Starting with Agama 11, a screen to configure the root authentication is presented to the user right away after selecting the operating system to install.

After configuring the root password the user lands in the main Agama screen, where the general layout has been reorganized to ensure the "install" button is always accessible from all sections of the interface.

Additionally, the new install button can show a exclamation mark if there are issues preventing the installation and provides a summary of those issues pointing to the corresponding section that can be used to solve the situation.

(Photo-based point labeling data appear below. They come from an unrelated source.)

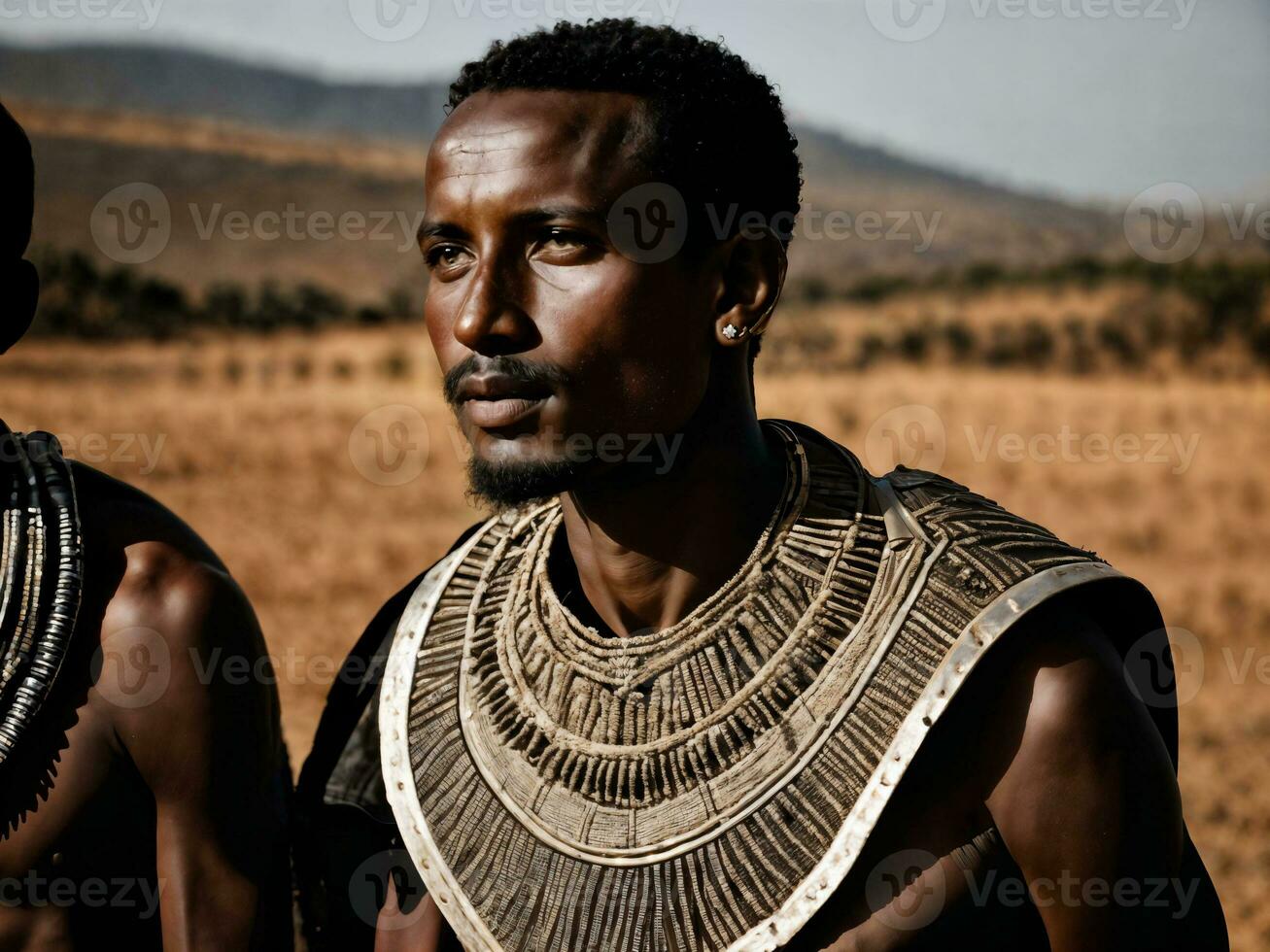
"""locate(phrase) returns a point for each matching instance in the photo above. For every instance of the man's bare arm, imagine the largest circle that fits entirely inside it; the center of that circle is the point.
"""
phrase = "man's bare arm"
(206, 744)
(1086, 801)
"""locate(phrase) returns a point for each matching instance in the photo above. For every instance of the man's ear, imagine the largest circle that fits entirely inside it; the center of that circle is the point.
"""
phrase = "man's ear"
(752, 273)
(20, 284)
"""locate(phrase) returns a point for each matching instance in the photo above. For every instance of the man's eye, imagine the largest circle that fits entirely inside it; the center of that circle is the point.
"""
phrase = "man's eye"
(563, 238)
(443, 255)
(566, 245)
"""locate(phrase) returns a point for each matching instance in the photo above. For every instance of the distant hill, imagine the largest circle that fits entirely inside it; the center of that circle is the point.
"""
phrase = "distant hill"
(216, 133)
(185, 83)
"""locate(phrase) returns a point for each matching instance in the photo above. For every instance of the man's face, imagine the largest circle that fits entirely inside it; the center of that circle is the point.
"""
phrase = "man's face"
(549, 335)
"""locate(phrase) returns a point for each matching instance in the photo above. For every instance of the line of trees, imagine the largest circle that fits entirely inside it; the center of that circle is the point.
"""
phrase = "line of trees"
(80, 300)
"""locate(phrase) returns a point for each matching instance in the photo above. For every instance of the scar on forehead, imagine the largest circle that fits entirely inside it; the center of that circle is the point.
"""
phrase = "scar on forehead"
(489, 169)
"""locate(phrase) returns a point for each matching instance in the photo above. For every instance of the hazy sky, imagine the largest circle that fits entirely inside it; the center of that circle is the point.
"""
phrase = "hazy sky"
(1087, 98)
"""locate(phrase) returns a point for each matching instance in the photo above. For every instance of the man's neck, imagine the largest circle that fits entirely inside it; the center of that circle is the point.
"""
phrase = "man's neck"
(648, 554)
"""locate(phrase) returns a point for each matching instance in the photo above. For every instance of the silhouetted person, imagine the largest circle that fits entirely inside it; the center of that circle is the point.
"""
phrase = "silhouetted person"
(145, 794)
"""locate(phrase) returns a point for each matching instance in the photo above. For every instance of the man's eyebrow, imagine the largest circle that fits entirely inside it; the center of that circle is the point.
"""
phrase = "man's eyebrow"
(438, 228)
(562, 211)
(530, 216)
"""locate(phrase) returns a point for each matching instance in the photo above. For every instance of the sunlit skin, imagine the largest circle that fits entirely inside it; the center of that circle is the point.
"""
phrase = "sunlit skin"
(1046, 743)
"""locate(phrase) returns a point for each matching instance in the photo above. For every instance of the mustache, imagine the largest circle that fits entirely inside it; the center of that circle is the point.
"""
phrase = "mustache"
(514, 367)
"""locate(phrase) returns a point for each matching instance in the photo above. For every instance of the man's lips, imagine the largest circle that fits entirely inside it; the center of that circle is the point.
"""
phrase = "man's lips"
(497, 401)
(499, 414)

The changes in the web interface go far beyond the new location of the install button. We encourage you to explore yourself to find all the small improvements!

Product registration​

As you all know, one of the main goals of Agama is to become the official installer for SUSE Linux Enterprise Server 16. The development of that operating system, and its sibling product SLES for SAP Application, is progressing nicely with some preliminary versions being already available to SUSE Partners.

Installing those systems requires the user to register in order to gain access to the repositories. Agama can detect whether registration is necessary and then offer a convenient user interface for the process, as seen below.

Of course, this feature is irrelevant for openSUSE users since the openSUSE repositories are fully public and they will always be.

License agreement​

Another difference between openSUSE and a corporate distribution like SLES is that users needs to explicitly accept a license agreement to use the latter. In the case of the Agama web interface, that means presenting the license as soon as possible in the process. Thus, the corresponding EULA must be accepted already when selecting any of the products that require to do so.

Of course, the screenshot above belongs to a SLES installation media and openSUSE users will not notice this new feature.

Allow remote usage of the command-line interface​

As convenient as an interactive installation with the web interface can be, you know that the command-line interface and the unattended installation process are also first-class citizen for Agama. Thus, they also received some love on this release.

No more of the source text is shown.